È evidente che lo stesso approccio da legge marziale ci attende sia di fronte a un eventuale allargamento del conflitto in corso e delle sue conseguenze economiche e sociali, sia di fronte alle prossime emergenze, a partire da quella climatica. Per quanto ci riguarda del condizionatore se ne potrebbe e dovrebbe fare a meno tutti anche in periodo di pace, ma la sbruffonata di Draghi ci sembra comunque indicativa di come sarà declinata l’“economia di guerra”: anche qui come per il covid, l’economia va salvaguardata letteralmente ad ogni costo, mentre il razionamento, i sacrifici e il controllo sempre più stretto riguarderanno i comportamenti individuali, e ovviamente colpiranno in modo differenziato a seconda della posizione sociale.

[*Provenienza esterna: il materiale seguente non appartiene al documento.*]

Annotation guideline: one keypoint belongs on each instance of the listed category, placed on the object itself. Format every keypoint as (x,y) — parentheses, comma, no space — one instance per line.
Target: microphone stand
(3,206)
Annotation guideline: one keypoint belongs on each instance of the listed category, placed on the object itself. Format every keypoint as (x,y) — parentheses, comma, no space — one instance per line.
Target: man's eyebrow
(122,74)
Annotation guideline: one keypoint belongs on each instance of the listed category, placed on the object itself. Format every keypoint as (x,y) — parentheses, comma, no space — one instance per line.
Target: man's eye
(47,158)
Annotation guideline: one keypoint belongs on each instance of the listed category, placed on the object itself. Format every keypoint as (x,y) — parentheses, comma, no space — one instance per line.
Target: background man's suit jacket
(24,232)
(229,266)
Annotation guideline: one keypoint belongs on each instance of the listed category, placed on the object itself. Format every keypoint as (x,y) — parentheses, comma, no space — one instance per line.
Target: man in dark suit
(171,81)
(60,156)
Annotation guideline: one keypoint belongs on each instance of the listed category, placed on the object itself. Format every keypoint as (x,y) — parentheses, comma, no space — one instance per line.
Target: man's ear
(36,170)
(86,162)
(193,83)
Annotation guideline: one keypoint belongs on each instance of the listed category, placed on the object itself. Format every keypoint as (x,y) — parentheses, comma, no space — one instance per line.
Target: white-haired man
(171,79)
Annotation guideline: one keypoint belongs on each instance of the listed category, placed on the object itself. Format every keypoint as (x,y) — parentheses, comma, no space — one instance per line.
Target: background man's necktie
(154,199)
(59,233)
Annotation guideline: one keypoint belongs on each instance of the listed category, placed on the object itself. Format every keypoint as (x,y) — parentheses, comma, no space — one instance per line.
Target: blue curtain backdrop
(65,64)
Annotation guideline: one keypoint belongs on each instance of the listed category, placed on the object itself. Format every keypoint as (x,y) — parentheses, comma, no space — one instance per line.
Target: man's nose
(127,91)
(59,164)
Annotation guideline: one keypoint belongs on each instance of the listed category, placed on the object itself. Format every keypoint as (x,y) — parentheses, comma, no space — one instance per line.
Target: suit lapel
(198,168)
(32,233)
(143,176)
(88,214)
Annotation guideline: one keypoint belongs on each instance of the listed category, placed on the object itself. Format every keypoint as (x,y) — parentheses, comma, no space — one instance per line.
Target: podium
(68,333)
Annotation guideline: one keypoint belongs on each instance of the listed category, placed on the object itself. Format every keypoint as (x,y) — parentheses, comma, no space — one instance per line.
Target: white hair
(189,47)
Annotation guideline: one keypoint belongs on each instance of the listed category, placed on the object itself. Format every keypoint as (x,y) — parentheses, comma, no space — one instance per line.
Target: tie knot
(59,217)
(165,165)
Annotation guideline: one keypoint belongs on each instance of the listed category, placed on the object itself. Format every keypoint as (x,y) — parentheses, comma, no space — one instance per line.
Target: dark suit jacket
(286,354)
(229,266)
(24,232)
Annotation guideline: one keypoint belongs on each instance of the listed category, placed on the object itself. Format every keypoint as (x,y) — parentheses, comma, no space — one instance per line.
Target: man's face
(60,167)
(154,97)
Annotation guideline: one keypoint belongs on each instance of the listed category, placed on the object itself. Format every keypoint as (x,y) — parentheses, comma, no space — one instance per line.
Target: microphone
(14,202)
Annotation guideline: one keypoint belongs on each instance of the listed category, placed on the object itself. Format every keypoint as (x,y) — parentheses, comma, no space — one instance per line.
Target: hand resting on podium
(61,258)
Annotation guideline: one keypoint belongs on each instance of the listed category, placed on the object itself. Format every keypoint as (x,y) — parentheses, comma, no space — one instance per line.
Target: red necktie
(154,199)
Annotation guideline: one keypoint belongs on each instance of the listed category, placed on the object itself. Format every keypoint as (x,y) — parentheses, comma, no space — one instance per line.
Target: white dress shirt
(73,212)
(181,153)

Basta accendere un canale a caso per qualche minuto e tra servizi sulla “rivincita del TAP” e mea culpa sul no al nucleare, il messaggio è chiaro: dimenticatevi di fare ancora gli schizzinosi su qualsiasi nocività e devastazione venga imposta in futuro per non dover mettere in discussione la folle voracità energetica del sistema economico – voracità che la transizione “ecologica” e – soprattutto – digitale moltiplicheranno: ogni nuovo dispositivo smart e ogni nuovo veicolo elettrico, esattamente al contrario della retorica che li accompagna, significano ulteriore consumo di elettricità per la trasmissione dei dati e di minerali rari, la cui estrazione è quanto di più devastante per l’ambiente, e di fronte alle crisi geopolitiche – che contribuisce a causare – tenderà sempre di più ad essere rilocalizzata in Europa.
In questo scenario il nucleare, tecnologia duale – civile e militare – per eccellenza, torna alla ribalta da una parte sotto forma della follia chiamata deterrenza, e dall’altra presentato come unica fonte energetica contemporaneamente “pulita” (!) e illimitata – e quindi indispensabile per la crescita economica. Mentre proprio in questi giorni ci accorgiamo di come la semplice interruzione della corrente in una centrale – anche dismessa! – mette un intero continente di fronte al rischio di una catastrofe, è il caso tra l’altro di ricordare come tutte le tecnologie irreversibili come il nucleare (e come l’ingegneria genetica) rappresentano un’ipoteca sul futuro non solo dal punto di vista ambientale e sanitario, ma anche dal punto di vista sociale, obbligando a salvaguardare le competenze e l’organizzazione – anche militare – necessarie a controllarle.
L’opposizione alla guerra non può che passare per la rottura della pace sociale, per l’opposizione allo Stato e alle sue emergenze, al sistema industriale e al suo bisogno di risorse.